It is not an Eth2 beacon chain, where 66% control would literally allow to "print money out of nothing".

Jacek-ghub Nov 3, 2021

Given the combativeness of your post, I am concerned that I'm being bated into a endless debate when I should be focused on other things, but I'm going to give this a shot anyways.

Sure, my post could be seen as combative, or rather written by an angry user. So, you could start with trying to understand where the anger comes from. Instead, you have decided to project what you do (e.g., what followed in your reply) on me.

Also, I really appreciate that you took your precious time to respond. However, you could also try to respect the fact that you basically owe responses/updates to Chia community, as we farmers are overwhelmed with issues (ignored by your side) that your software has. Your $700 million network is run by us, farmers.

With that said, as you tried to keep at least part of your answers light, let me also try to start like that.

You would be surprised, but I was in charge of architecting P2P telephony network, and thus I was also working on simulating it. So, I am really grateful for the offer to be considered. However, what we did is not just simulating that network, but we also produced guidance for phone (node) requirements. That was easily done by starting with one node, and simulating several peers, where we could control the behavior of those simulating peers. The rest was just an extrapolation of our results, and it held rather well. That implies that you do not quite understand the difference between the node and the network simulation/testing, so maybe I am a bit overqualified here.

As far as my anger, as much as I can, I am helping other farmers with their issues. Things are repeating with every single update, and every other new user.

Most problems that I see are due to blockchain corruption. That happens on chia shutdowns, where Chia processes are losing synchronization, and not doing clean shutdowns, i.e., db owning processes just crashes (or is killed on reboot) without cleanly closing blockchain/wallet db. That was reported maybe in May, was on github Issues page, and as other things got ignored. You have just confirmed, that so far, that was MO for Chia (ignore all issues). I still think that you should do a simple tool that would check db integrity, as as far as I can tell, even if Chia software is running (seemingly) fine, that db corruption Is there. Potentially that problem is exacerbated during updates. Also, all other forks are offering blockchain db downloads, to speed up synchronization. That is another thing that would potentially help with cleaning up those dbs.

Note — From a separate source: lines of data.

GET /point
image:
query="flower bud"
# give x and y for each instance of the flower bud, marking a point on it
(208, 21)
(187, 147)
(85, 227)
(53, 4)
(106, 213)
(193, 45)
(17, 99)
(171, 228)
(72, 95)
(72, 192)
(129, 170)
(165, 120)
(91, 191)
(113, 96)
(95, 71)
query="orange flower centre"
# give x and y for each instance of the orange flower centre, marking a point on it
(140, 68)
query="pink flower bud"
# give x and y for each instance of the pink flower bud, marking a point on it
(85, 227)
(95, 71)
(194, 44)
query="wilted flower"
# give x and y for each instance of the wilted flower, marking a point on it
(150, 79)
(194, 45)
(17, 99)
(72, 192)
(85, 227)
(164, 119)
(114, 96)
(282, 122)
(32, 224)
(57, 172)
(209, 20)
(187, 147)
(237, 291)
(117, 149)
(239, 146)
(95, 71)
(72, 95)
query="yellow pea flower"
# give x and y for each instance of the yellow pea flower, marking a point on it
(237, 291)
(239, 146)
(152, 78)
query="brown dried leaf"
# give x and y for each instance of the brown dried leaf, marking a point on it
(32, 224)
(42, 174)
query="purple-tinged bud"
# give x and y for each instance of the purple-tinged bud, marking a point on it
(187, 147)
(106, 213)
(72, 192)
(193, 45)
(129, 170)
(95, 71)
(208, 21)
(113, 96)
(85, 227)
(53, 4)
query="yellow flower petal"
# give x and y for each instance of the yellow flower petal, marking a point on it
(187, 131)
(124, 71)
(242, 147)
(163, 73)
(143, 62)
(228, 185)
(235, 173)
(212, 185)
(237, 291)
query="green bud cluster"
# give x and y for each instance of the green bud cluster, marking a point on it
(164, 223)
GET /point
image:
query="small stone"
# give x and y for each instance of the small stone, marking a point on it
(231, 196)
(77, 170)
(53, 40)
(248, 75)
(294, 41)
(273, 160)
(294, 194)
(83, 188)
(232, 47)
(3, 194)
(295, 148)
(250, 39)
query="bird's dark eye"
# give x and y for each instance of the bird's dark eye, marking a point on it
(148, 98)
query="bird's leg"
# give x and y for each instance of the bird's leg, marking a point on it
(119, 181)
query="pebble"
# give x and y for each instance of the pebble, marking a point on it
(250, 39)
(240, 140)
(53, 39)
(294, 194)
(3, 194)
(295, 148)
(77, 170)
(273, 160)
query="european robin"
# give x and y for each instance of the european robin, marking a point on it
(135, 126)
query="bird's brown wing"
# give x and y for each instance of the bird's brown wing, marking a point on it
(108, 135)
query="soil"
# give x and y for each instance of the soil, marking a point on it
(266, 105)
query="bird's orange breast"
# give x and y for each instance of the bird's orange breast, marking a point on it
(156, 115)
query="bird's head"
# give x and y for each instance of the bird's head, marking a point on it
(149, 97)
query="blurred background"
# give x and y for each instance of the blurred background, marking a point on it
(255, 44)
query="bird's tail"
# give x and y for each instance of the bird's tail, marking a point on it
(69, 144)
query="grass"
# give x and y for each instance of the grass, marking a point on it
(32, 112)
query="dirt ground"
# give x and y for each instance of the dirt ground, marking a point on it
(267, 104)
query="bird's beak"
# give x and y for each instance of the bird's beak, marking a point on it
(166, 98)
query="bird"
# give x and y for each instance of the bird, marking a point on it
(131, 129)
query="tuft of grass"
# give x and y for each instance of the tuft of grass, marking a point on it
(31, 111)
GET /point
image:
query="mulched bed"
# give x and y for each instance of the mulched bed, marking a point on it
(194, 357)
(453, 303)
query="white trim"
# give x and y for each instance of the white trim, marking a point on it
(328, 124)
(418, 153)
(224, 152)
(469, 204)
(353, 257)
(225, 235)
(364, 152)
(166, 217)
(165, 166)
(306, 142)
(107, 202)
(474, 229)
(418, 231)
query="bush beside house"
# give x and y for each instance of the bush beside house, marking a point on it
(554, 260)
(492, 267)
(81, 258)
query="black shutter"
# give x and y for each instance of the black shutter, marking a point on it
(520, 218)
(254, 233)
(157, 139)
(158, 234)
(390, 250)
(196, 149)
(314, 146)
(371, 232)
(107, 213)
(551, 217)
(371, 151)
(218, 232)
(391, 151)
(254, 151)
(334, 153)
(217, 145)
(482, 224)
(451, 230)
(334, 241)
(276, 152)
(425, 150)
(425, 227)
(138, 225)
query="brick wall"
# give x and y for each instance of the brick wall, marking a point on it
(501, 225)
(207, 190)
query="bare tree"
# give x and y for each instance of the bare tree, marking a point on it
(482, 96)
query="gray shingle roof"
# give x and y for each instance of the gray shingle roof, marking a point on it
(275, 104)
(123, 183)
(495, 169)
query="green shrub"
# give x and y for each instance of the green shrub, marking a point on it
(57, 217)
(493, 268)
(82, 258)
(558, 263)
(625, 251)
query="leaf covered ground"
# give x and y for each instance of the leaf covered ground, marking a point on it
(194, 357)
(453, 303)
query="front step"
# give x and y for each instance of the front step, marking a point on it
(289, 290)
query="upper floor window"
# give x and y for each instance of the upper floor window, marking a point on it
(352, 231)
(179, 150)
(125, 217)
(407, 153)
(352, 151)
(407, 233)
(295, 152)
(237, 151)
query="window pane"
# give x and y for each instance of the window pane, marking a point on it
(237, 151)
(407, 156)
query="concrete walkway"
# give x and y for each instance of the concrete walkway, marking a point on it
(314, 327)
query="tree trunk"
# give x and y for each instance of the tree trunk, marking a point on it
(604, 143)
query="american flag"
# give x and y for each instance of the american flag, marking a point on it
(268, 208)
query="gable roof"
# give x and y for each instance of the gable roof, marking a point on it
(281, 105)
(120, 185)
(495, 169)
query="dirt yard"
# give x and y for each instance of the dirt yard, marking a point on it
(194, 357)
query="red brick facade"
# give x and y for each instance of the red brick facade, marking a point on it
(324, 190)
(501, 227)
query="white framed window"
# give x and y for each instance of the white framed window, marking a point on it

Next big problem for me are logs. Of course, better documentation would help, but I would also encourage Chia, not just to flag entries with ERROR/WARN/INFO, but rather use a bitmask for those, plus add DEBUG/ALL levels as well. This way, farmers could dis-/enable some of those (not just go up/down a level), especially those that are purely meant to be developer logs. (A good example of such DEBUG log entry could be notification about peers barfing, as for P2P protocol that is just how it works, not really a concern). That was also brought up on github Issues page, but was way over the head for that guy to understand, or maybe as you stated – why bother approach. Logs are not really helping with performance, and under stress there are more logs, thus further degrading/overwhelming the systems.

I had few exchanges with your devs/support people on github. Most what was brought up was brushed off, as my take is that it was over their heads. I was asked to look at their code, where hard coded numbers were all over the place, and the guy was wondering why when he changes one number it still doesn’t work. Every ten lines or so virtually the same code was duplicated. (I was taught that when you see hard coded numbers, you are fired, when you see the code repeating, you are fired, when you see warnings, you are fired – old school, I guess.) The code that I looked at (related to reported issues) was basically not production ready.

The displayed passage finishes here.